Adapun, dalam program amensti pajak pada Juli 2016, bank bertindak sebagai pintu masuk (gateway) yang menerima dana repatriasi wajib pajak (WP). Dana repatriasi amnesti pajak yang masuk ke sistem perbankan akan berada dalam periode “lock up” dengan jangka waktu tiga tahun.
Instrumen Penampung
Kemudian Wisnu meminta Bank Indonesia dan Otoritas Jasa Keuangan segera mengantisipasi potensi dana keluar setelah berakhirnya masa penguncian dana (lock up) repatriasi amnesti pajak pada pertengahan 2019. Kedua regulator tersebut disarankan menerbitkan instrumen baru untuk penampungan dana amnesti pajak jika tidak ingin terjadi dana keluar yang bisa semakin memperketat likuiditas perbankan.”BI dan OJK akan kerja sama untuk menerbitkan instrumen yang atraktif untuk menanggulangi pemindahan dana,” kata Wisnu.
Wisnu mengaku mendengar BI dan OJK sedang menyiapkan instrumen tersebut. Menurut dia, instrumen tersebut perlu segera dikeluarkan agar pemilik dana repatriasi dapat menyesuaikan dengan cukup waktu untuk memindahkan dananya.
Dana repatriasi yang masuk pada periode amnesti pajak di 2016 terjadi di kuartal III atau periode Agustus-Oktober. BI dan OJK disarankan dapat menerbitkan instrumen itu sebelum kuartal III 2019. Instrumen tersebut juga perlu ditawarkan dengan imbal hasil yang tinggi mengingat saat ini negara-negara “peers” atau negara dengan kapasitas ekonomi setara dengan Indonesia juga cenderung untuk terus menaikkan suku bunga.”Perlu juga ada insentif untuk ‘allowance’, agar mereka mau menyimpan dana itu di dalam ya,” ujar Wisnu.

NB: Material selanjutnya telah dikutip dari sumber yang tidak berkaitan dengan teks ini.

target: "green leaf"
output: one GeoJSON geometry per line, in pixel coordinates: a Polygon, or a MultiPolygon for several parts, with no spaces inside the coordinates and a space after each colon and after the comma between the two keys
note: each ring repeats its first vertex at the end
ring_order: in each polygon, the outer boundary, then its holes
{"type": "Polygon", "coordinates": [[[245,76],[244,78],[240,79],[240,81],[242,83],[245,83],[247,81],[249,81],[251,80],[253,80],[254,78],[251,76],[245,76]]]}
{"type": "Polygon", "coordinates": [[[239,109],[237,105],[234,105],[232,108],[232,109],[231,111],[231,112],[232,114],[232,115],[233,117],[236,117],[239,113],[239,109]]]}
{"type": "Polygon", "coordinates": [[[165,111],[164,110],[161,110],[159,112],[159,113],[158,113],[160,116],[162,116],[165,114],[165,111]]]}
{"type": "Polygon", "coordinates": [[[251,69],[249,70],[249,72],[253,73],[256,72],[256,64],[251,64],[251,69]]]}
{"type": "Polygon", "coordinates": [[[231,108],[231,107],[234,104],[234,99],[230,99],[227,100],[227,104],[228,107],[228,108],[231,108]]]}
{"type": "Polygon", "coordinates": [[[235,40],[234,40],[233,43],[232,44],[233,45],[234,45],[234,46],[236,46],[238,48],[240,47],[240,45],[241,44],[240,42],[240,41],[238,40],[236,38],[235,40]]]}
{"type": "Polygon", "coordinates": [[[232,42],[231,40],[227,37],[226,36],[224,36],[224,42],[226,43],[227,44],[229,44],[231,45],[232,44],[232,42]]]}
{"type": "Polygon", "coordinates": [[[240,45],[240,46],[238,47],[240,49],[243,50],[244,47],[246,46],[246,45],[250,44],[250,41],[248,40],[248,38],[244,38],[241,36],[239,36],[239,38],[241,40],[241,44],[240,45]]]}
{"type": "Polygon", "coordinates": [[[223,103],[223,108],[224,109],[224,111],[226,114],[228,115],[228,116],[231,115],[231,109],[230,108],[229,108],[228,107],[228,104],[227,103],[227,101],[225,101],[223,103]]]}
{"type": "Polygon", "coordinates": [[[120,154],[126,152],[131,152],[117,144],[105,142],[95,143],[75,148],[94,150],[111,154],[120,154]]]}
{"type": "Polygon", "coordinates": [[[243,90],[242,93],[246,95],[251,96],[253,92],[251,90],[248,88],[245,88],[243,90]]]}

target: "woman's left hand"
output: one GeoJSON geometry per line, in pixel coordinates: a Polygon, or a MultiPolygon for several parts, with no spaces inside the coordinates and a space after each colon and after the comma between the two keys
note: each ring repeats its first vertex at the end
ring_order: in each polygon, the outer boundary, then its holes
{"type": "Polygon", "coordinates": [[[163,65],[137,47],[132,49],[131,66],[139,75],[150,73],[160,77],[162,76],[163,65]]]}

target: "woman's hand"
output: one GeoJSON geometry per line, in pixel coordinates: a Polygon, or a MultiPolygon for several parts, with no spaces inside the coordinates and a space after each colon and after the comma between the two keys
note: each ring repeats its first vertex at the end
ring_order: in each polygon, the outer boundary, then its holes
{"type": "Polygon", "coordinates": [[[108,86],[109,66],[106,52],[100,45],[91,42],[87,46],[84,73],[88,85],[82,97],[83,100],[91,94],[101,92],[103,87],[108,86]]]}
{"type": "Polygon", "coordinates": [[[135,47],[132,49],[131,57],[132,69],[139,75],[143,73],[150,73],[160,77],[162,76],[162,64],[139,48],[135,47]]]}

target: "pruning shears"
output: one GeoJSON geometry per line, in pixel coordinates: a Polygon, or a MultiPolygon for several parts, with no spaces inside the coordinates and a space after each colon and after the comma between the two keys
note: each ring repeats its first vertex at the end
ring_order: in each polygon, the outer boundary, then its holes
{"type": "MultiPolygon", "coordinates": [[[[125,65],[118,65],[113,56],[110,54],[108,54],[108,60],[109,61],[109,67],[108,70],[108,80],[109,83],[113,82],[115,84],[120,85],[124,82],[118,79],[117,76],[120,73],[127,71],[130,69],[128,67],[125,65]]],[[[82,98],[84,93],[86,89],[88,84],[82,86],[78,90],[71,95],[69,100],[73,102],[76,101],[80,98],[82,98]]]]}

Instrumen penampung dana tersebut perlu disiapkan dengan memperhatikan risiko kurs karena dana repatriasi masih banyak yang disimpan dalam bentuk dolar AS. Menurut Wisnu, jika instrumen ini tidak berhasil menarik dana repatriasi, maka perbankan akan semakin mengalami pengetatan likuiditas pada 2019 yang berujung pada terhambatnya akeselerasi penyaluran kredit.